The Los Angeles Times reports that Bryant said she would give her portion “to shine a light on Kobe and Gigi’s legacy” to the non-profit Mamba and Mambacita Sports Foundation, which offers sports education to underserved athletes.
“From the beginning, Vanessa Bryant has sought only accountability, but our legal system does not permit her to force better policies, more training or officer discipline,” her attorney Luis Li said in a statement to the Los Angeles Times. “Those measures are the responsibility of the sheriff’s and fire departments — responsibilities that Mrs. Bryant’s efforts have exposed as woefully deficient, even giving amnesty to the wrongdoers.”

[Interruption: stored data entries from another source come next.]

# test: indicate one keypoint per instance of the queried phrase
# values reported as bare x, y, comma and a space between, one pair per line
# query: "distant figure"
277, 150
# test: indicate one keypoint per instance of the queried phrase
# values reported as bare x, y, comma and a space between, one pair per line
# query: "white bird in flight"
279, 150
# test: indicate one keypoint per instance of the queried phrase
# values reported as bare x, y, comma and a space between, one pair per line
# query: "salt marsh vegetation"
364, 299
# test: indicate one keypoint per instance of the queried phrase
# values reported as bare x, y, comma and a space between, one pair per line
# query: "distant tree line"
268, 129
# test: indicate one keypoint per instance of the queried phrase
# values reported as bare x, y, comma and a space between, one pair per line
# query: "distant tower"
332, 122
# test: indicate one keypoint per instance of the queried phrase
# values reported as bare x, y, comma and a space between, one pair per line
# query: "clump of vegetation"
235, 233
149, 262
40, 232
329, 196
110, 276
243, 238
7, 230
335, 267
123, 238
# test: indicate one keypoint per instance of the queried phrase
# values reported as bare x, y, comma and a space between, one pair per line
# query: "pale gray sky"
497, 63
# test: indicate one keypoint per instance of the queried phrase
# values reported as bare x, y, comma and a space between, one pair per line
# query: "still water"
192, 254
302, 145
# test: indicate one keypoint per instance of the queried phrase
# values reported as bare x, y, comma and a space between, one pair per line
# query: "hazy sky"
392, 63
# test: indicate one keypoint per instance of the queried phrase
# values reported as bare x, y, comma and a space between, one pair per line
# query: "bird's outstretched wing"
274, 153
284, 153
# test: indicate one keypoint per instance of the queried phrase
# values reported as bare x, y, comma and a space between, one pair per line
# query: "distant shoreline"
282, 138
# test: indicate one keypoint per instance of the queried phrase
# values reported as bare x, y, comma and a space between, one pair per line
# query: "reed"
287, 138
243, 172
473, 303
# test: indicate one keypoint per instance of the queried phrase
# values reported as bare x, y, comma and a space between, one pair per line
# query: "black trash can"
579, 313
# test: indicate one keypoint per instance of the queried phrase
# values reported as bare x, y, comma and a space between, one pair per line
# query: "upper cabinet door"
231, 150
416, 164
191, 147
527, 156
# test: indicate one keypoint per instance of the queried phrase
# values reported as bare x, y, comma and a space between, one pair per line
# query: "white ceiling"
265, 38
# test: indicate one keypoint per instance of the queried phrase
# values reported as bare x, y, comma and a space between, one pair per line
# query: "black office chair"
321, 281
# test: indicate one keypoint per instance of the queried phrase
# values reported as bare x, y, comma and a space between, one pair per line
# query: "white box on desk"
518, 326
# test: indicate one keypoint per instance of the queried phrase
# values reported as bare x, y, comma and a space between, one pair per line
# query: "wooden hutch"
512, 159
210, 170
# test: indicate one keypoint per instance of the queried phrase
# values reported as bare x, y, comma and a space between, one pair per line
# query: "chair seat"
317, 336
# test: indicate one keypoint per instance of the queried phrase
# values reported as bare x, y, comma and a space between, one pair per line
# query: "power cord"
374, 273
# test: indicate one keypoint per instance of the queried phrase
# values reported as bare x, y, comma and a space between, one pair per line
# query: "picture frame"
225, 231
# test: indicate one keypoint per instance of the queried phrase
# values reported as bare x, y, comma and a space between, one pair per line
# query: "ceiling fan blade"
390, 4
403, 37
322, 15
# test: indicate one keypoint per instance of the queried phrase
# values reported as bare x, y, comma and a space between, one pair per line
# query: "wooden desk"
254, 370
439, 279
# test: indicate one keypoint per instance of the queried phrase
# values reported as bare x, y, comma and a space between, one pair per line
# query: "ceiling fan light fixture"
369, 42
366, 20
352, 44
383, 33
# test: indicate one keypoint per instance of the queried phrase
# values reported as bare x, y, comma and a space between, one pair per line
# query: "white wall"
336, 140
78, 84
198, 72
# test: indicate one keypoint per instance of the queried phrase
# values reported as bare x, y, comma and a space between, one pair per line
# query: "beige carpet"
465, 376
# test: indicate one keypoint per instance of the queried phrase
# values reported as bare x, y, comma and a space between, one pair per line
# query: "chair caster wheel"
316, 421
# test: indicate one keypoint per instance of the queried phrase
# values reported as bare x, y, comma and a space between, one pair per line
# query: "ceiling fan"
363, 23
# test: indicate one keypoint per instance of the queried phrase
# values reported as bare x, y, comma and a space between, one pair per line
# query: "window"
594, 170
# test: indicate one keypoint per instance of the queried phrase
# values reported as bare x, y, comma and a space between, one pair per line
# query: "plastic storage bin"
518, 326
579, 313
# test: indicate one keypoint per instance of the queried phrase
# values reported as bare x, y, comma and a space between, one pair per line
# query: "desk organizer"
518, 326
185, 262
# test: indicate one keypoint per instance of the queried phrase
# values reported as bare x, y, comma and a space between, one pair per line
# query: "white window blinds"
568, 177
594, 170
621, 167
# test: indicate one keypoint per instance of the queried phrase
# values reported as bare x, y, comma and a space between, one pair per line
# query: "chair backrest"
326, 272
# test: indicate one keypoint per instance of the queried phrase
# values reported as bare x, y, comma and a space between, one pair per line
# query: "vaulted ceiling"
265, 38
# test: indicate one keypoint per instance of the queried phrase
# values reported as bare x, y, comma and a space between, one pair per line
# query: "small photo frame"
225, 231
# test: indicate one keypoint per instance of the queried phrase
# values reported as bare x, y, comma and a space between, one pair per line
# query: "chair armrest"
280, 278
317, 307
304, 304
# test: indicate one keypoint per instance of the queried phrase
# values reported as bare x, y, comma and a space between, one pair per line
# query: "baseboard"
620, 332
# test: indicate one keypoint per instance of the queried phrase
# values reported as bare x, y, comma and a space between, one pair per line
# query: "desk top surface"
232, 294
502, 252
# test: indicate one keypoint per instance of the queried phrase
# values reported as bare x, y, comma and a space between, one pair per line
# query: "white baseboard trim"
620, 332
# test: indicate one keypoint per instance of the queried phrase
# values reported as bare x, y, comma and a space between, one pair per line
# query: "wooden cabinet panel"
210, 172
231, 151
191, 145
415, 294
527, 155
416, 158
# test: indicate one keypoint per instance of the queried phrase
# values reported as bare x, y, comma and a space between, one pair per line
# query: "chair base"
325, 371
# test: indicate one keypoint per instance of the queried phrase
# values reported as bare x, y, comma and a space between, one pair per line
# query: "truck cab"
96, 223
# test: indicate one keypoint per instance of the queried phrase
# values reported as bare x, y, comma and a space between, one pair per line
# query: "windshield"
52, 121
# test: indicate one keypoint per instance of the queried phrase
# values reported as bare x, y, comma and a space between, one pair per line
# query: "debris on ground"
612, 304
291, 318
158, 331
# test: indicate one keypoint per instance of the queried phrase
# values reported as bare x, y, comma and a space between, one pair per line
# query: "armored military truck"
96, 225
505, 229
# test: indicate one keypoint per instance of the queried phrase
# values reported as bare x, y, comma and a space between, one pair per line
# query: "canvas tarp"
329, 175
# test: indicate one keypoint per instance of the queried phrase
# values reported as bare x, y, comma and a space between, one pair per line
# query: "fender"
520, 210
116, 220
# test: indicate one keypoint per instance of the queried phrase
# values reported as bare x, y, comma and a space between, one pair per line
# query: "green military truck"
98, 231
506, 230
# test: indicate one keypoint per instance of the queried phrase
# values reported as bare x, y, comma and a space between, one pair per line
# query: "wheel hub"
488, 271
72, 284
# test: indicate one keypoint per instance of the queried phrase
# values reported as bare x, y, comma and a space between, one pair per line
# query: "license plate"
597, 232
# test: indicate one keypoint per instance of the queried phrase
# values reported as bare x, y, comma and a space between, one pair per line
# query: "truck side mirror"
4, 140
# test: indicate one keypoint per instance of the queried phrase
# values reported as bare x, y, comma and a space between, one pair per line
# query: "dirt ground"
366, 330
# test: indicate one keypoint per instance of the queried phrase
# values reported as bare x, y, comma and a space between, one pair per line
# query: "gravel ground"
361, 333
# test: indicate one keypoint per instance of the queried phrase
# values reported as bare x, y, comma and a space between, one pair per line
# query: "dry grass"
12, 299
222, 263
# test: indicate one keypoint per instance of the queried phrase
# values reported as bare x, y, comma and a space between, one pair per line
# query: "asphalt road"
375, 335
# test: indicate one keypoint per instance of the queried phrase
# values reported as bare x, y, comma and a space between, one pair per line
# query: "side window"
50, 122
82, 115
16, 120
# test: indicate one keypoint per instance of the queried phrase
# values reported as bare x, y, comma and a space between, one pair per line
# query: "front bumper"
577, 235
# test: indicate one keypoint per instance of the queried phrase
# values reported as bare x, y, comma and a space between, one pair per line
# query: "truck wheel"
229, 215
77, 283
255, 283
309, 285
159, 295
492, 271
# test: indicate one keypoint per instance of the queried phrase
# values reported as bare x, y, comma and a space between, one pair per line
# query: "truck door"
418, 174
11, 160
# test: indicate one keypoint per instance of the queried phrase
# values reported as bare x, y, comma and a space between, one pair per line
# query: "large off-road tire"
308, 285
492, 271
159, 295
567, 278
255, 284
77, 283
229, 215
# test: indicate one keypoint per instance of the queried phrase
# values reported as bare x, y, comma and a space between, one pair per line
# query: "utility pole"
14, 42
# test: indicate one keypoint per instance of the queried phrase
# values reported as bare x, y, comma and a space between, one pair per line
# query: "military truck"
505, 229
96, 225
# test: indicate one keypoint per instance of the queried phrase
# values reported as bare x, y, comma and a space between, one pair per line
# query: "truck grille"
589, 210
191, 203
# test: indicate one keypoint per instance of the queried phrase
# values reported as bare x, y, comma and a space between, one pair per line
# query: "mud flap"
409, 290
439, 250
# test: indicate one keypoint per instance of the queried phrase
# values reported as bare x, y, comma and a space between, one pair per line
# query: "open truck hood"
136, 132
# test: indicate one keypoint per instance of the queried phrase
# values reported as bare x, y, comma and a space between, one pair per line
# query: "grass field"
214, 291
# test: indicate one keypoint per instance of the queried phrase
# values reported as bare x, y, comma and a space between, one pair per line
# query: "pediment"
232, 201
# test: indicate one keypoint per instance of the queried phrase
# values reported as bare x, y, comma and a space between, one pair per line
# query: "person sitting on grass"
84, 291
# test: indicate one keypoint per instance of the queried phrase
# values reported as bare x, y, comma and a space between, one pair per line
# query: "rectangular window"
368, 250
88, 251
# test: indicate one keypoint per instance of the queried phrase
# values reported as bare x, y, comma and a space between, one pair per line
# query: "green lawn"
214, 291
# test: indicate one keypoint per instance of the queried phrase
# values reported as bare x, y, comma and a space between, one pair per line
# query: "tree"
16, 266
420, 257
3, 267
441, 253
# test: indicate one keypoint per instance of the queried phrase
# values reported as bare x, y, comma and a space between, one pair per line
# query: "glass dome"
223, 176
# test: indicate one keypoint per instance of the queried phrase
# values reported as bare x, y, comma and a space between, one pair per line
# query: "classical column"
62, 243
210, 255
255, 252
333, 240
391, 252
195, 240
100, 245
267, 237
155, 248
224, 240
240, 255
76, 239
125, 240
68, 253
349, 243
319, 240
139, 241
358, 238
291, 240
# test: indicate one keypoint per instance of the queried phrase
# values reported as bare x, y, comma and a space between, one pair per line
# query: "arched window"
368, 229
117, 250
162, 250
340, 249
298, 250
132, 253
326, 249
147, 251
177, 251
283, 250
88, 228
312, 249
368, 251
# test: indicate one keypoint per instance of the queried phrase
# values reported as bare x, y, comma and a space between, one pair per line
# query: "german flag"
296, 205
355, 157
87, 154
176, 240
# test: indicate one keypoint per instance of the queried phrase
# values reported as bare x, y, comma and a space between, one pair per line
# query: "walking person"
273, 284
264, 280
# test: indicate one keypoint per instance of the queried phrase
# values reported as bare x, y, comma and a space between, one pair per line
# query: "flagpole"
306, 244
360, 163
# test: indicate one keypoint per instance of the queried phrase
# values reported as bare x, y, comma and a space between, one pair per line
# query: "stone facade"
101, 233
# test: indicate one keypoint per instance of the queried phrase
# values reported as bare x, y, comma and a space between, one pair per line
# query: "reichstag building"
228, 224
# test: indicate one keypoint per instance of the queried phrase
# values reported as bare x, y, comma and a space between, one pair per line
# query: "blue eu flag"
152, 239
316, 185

Li added that Bryant “never faltered, even when the county attempted to force her to submit to an involuntary psychiatric examination.”
In September 2020, Bryant filed the suit in U.S. District Court, claiming that the photos of the deceased allegedly taken by authorities at the crash scene and then shared at various events have caused her emotional distress.
Eyewitnesses Ralph Mendez and Luella Weireter complained to the Sheriff’s Department and Fire Department and reported that deputies and firefighters in Norwalk and Universal City were sharing the graphic images.
Bryant’s attorney said she is “deeply grateful” to the two private citizens who came forward.
Li said the pair “brought to light the decades-old practice of taking and sharing photos of accident and crime victims for no legitimate purpose,” adding that Bryant hopes the civil rights case will stop future “abhorrent and callous behavior.”
The lawyers said it is unknown how far the images spread because the county did not conduct a proper investigation.
During the trial, Bryant reportedly said she lives in “fear every day of being on social media and these popping up.”
“I live in fear of my daughters being on social media and these popping up,” Bryant said.
Governor Gavin Newsom (D-CA) signed an invasion of privacy bill after the fatal accident, called the “Kobe Bryant Act.” The bill makes it illegal for first responders to share photos of a deceased individual at a crime scene “for any other purpose other than official law enforcement purpose.”